Mike Muin, MD and CIO of The Medical City questions if the HMOs really need to see the patient’s chart or medical records. “Is it appropriate to share the diagnostics to the HMOs?”
It’s probably meritorious from an audit standpoint because if the hospital finds out that the patient is covered by an HMO, the hospital — or the doctor has a tendency to run exorbitant tests, which essentially means HMOs would shell out more money.
As these concerns become fleshed out, the reality of a nationwide health information exchange starts to emerge. Hopefully soon, the relationships between the stakeholders will shift from one-off relationships with siloed systems to that of an integrated framework that will make data available for all stakeholders, anywhere and anytime.
“Our problems here are not unique,” noted Rapes, sharing that he has just attended a similar healthcare IT forum in the United States. “I think there are lessons which we can take from America’s healthcare system — from improving workflows to data integration, as well as from health reform to putting the right tools in place. PhilHealth can take the lead by its sheer coverage. PhilHealth can be the de facto standard.”

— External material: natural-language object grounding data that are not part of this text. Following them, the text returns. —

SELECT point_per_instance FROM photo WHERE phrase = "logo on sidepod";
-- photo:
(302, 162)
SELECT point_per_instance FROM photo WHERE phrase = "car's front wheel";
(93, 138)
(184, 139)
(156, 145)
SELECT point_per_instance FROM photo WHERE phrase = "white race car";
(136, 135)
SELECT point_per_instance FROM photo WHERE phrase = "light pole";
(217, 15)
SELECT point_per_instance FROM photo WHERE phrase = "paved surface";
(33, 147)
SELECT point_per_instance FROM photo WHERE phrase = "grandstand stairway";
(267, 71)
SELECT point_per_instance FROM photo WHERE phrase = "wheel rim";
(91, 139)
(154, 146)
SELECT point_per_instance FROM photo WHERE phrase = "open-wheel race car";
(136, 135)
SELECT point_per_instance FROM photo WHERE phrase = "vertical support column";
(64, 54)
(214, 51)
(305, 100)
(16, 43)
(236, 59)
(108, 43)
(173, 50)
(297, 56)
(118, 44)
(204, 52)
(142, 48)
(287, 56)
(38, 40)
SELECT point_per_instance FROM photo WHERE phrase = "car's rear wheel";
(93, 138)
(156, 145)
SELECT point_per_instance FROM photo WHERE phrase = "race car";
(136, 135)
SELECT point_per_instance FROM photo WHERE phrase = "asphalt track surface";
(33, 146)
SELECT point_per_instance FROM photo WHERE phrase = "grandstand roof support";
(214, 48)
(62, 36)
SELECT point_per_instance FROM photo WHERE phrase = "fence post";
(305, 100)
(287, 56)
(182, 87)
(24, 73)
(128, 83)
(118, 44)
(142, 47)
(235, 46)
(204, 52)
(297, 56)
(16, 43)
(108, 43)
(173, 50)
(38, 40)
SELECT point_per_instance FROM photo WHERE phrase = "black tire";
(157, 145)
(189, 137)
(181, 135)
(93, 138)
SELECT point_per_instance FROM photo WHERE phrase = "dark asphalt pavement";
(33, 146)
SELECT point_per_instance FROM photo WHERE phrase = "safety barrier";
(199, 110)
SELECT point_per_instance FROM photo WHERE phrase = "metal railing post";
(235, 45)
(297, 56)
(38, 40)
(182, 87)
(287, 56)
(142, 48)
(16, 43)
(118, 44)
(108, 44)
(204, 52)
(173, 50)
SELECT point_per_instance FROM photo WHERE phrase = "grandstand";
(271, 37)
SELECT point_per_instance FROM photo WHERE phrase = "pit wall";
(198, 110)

PhilHealth has not been noteworthy for its campaign to go electronic. But the opportunities remain bright. “We’re working on a number of efforts [at PhilHealth] aimed at strengthening our partnership with healthcare providers in doing online transactions,” added Tacsuan. With Eduardo Banzon, MD at the helm [of PhilHealth], there are huge possibilities for growth.
Electronic claims processing is just the tip of the iceberg. With increasing demand for access to healthcare amidst inadequate supply and resources, IT is an enabler in transforming healthcare delivery models in the Philippines.
“We’re very open to collaborating with HMOs, PhilHealth and other stakeholders towards improving our healthcare system,” said Don Rabanal, IT Director at Asian Hospital and Medical Center. “We’re off to a good start with PhilHealth’s eClaims project.”
The above is a non-verbatim summary of Mediag8way’s free-flowing chat room session on “IT-Enabling Healthcare in the Philippines” that took place last November 2011. Article appeared in the February issue of ComputerWorld Philippines.